Let $\operatorname{Sing}_{n}$ denotes the semigroup of all singular self-maps of a finite set $X_n=\lbrace 1, 2,\ldots, n\rbrace$. A map $\alpha\in \operatorname{Sing}_{n}$ is called a $3$-path if there are $i, j, k\in X_n$ such that $i\alpha=j$, $j\alpha=k$ and $x\alpha = x$ for all $x\in X_n\setminus \lbrace i,j\rbrace$. In this paper, we described a procedure to factorise each $\alpha\in \operatorname{Sing}_{n}$ into a product of $3$-paths.

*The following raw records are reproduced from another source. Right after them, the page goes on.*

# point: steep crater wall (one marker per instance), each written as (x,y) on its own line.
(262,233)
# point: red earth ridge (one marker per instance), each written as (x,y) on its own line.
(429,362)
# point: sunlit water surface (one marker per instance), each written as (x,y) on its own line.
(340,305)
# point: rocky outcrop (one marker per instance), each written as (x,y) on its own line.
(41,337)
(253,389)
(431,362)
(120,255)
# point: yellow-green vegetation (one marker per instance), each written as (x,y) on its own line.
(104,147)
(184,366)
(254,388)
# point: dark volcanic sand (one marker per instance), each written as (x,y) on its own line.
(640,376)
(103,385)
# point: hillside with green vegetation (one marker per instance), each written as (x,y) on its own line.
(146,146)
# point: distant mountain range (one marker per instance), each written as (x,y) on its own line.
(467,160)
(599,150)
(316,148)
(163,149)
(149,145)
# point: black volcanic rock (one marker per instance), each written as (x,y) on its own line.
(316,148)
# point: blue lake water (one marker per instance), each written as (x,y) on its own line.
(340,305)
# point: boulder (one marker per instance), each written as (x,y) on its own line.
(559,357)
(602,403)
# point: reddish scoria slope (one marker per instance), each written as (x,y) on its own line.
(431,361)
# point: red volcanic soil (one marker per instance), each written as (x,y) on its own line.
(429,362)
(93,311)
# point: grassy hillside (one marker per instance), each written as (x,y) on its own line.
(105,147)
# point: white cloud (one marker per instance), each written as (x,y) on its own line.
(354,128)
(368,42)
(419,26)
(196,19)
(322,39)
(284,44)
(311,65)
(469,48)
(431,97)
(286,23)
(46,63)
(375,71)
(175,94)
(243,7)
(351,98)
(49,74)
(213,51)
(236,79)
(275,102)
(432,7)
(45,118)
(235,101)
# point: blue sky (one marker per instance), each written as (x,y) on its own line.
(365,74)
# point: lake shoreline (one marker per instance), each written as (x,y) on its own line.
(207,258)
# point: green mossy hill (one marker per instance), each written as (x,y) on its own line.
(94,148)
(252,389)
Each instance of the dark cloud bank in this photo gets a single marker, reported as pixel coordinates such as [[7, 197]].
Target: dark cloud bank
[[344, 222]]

The length of each factorisation, that is the number of factors in each factorisation, is obtained to be equal to $\lceil\frac{1}{2}(g(\alpha)+m(\alpha))\rceil$, where $g(\alpha)$ is known as the gravity of $\alpha$ and $m(\alpha)$ is a parameter introduced in this work and referred to as the measure of $\alpha$. Moreover, we showed that $\operatorname{Sing}_n\subseteq P^{[n-1]}$, where $P$ denotes the set of all $3$-paths in $\operatorname{Sing}_n$ and $P^{[k]}=P\cup P^2\cup \cdots \cup P^k$.

3-path, length formular, full transformation